When the dust settled, they were both on the floor, Lacey on her back with Lark half on top of her. His ice pack had split open, sending ice cubes careening over the floor.
“We're not going to say a word about this to anyone,” she said as she sat up. Ignoring the sharp pain in her right side, she wiped blood from the puncture wound her upper teeth had made in her lower lip.
“I'm so sorry,” he said, scrambling to help her up. “Are you all right?”
“The Three Stooges couldn't have done any better.” She got to her feet. “If Joel ever hears about this he'll make our lives miserable for years. How bad is my lip?”
“You've got a gash about an inch long,” he said, gently assessing the damage. “It's pretty deep. You need to go to the ER for some stitches.”
“Screw you.” She brushed past him on her way to the powder room. “If you're not going, I'm not going.”
“There's a little bit of peroxide left.” He picked up the bottle and followed her. “If we need more, I'll get the first-aid kit from the car.”
“Kiss my ass.” she said, her eyes blazing at him from the mirror.
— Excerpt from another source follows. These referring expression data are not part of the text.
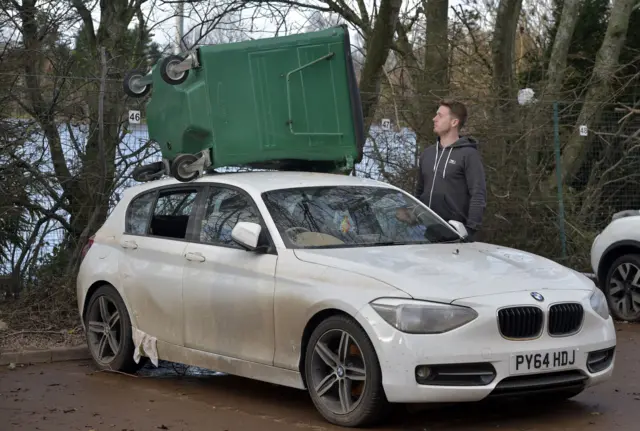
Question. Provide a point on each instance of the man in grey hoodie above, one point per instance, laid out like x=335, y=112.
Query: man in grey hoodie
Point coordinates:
x=451, y=180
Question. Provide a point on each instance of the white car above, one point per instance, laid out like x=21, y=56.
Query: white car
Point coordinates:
x=348, y=288
x=615, y=260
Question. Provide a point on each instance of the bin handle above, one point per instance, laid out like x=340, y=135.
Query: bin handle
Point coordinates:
x=325, y=57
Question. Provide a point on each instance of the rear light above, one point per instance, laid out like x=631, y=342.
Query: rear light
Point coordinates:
x=86, y=248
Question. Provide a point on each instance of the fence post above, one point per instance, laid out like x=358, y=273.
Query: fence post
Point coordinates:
x=556, y=139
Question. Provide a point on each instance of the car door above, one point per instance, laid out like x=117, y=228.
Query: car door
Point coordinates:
x=228, y=291
x=157, y=228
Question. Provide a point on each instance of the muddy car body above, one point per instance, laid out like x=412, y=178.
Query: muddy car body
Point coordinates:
x=346, y=287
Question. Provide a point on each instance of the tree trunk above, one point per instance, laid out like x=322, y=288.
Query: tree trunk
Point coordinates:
x=378, y=46
x=560, y=49
x=598, y=92
x=502, y=48
x=556, y=71
x=87, y=193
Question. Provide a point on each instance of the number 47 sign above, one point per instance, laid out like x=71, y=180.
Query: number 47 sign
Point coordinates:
x=134, y=117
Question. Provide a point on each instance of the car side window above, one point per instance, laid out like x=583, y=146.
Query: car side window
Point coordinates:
x=224, y=209
x=137, y=219
x=172, y=212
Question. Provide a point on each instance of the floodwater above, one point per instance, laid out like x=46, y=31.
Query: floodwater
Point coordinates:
x=73, y=396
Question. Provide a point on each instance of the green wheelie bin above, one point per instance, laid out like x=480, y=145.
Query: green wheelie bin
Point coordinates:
x=283, y=103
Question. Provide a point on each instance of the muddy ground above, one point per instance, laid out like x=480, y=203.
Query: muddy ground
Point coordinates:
x=72, y=396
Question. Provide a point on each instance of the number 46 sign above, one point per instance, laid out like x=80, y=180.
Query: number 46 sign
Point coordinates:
x=134, y=117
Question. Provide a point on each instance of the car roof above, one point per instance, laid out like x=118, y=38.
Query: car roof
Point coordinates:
x=260, y=182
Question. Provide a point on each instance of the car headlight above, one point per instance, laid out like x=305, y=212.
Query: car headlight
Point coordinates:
x=599, y=303
x=420, y=317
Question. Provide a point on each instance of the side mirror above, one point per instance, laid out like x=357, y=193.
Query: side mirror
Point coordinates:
x=247, y=234
x=459, y=227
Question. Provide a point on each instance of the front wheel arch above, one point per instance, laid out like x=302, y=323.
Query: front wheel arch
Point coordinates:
x=611, y=254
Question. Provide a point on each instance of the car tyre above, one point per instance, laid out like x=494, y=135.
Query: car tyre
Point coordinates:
x=616, y=287
x=340, y=365
x=108, y=332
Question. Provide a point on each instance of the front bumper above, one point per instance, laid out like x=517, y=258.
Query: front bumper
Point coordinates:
x=473, y=362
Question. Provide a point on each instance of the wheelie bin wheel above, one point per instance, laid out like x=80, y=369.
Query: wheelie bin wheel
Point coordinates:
x=131, y=86
x=148, y=172
x=182, y=165
x=170, y=76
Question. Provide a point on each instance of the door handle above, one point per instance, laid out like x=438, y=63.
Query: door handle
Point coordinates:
x=195, y=257
x=129, y=244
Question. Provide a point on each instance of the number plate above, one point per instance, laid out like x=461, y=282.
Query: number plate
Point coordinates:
x=536, y=362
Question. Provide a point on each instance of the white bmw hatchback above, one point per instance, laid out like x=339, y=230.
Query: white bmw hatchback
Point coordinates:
x=348, y=288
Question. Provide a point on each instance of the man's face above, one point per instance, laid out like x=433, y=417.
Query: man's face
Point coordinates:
x=443, y=122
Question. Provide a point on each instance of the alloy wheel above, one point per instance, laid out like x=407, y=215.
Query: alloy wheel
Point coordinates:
x=104, y=330
x=624, y=290
x=339, y=371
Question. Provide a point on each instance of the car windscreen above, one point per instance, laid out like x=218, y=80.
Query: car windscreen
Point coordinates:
x=353, y=216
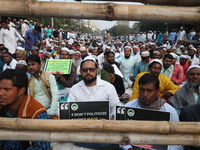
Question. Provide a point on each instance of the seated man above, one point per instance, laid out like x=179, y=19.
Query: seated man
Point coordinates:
x=91, y=88
x=167, y=87
x=42, y=85
x=167, y=68
x=148, y=98
x=14, y=85
x=188, y=94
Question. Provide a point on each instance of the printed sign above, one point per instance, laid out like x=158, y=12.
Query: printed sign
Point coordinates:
x=131, y=113
x=84, y=110
x=63, y=66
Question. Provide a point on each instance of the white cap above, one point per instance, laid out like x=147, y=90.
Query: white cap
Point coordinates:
x=71, y=52
x=82, y=48
x=20, y=48
x=156, y=60
x=89, y=58
x=173, y=55
x=65, y=49
x=184, y=56
x=21, y=62
x=145, y=54
x=193, y=66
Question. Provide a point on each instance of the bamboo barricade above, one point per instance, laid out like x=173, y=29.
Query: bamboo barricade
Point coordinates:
x=101, y=131
x=159, y=2
x=101, y=11
x=159, y=127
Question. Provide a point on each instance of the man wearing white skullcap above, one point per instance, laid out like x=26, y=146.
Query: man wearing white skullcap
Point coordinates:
x=127, y=63
x=177, y=75
x=192, y=53
x=188, y=94
x=167, y=87
x=143, y=65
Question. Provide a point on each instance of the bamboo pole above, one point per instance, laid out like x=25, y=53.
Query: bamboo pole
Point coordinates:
x=101, y=11
x=159, y=2
x=97, y=137
x=160, y=127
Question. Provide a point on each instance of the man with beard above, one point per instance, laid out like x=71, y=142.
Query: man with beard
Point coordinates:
x=92, y=88
x=148, y=98
x=127, y=63
x=167, y=87
x=188, y=94
x=42, y=85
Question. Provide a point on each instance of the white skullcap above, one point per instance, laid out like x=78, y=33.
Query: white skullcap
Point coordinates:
x=21, y=62
x=128, y=47
x=82, y=49
x=20, y=48
x=193, y=48
x=156, y=52
x=173, y=55
x=71, y=52
x=155, y=60
x=77, y=52
x=145, y=54
x=184, y=56
x=89, y=58
x=193, y=66
x=65, y=49
x=142, y=46
x=108, y=47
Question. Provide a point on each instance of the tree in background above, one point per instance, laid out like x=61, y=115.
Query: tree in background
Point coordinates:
x=120, y=30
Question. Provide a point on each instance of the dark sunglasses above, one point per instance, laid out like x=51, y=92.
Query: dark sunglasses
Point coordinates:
x=90, y=69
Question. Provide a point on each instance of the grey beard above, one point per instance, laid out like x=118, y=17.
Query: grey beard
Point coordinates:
x=194, y=86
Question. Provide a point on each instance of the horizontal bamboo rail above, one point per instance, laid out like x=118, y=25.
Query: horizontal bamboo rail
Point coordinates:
x=99, y=137
x=101, y=11
x=159, y=2
x=158, y=127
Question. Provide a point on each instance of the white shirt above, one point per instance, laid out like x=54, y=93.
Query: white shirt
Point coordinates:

“You really do need to have that lip stitched. If you don't you'll probably have a scar.”
“Didn't you hear me the first time?”
“You've said so many things.”
“Screw you. Have I said that?”
“That and more,” he said, trying to keep from laughing.
“Are there any butterflies in your first-aid kit?”
“Might be,” he said, heading for the garage. He returned with a package of Steri-Strips.
“Those ought to do,” Lacey said, pressing a towel against her lip.
“You sure you don't want to get a couple of stitches? It might heal without a scar if you get it sutured.”
“We'll bandage it tonight and I'll decide tomorrow if it needs stitches,” she snapped, studying her lip in the mirror. “Can you get me an ice cube?”
After ten minutes of pressure with an ice cube wrapped in a washcloth, the bleeding stopped. Lark cleaned out the cut with peroxide and carefully trimmed and placed the Steri-Strips on her lip. They went to the kitchen to clean up the mess before going to bed.
“I'm impressed that you didn't flinch with that peroxide,” he said as he mopped the floor.
“Women handle pain better than men. I hesitate to think what the birth rate would be if men had the babies.”
“That's original,” he mumbled, mopping up the last of the mess.
“What time do we need to get up?” she asked, noting that it was after 1 A.M.
“We should be in the station by nineâour first interview's at ten.”
“That sounds about right. I wouldn't know how to work this case with more than seven hours of sleep,” she said, as Lark took the mop bucket to the laundry room.
He came back with the bottle of Tylenol with codeine, tossing it across the kitchen to her. “Your lip has to hurt. Take a couple of these.”
She swallowed them without comment and they headed up to bed, each going to their own rooms. Exhausted, they slept until their alarms went off at 8 A.M.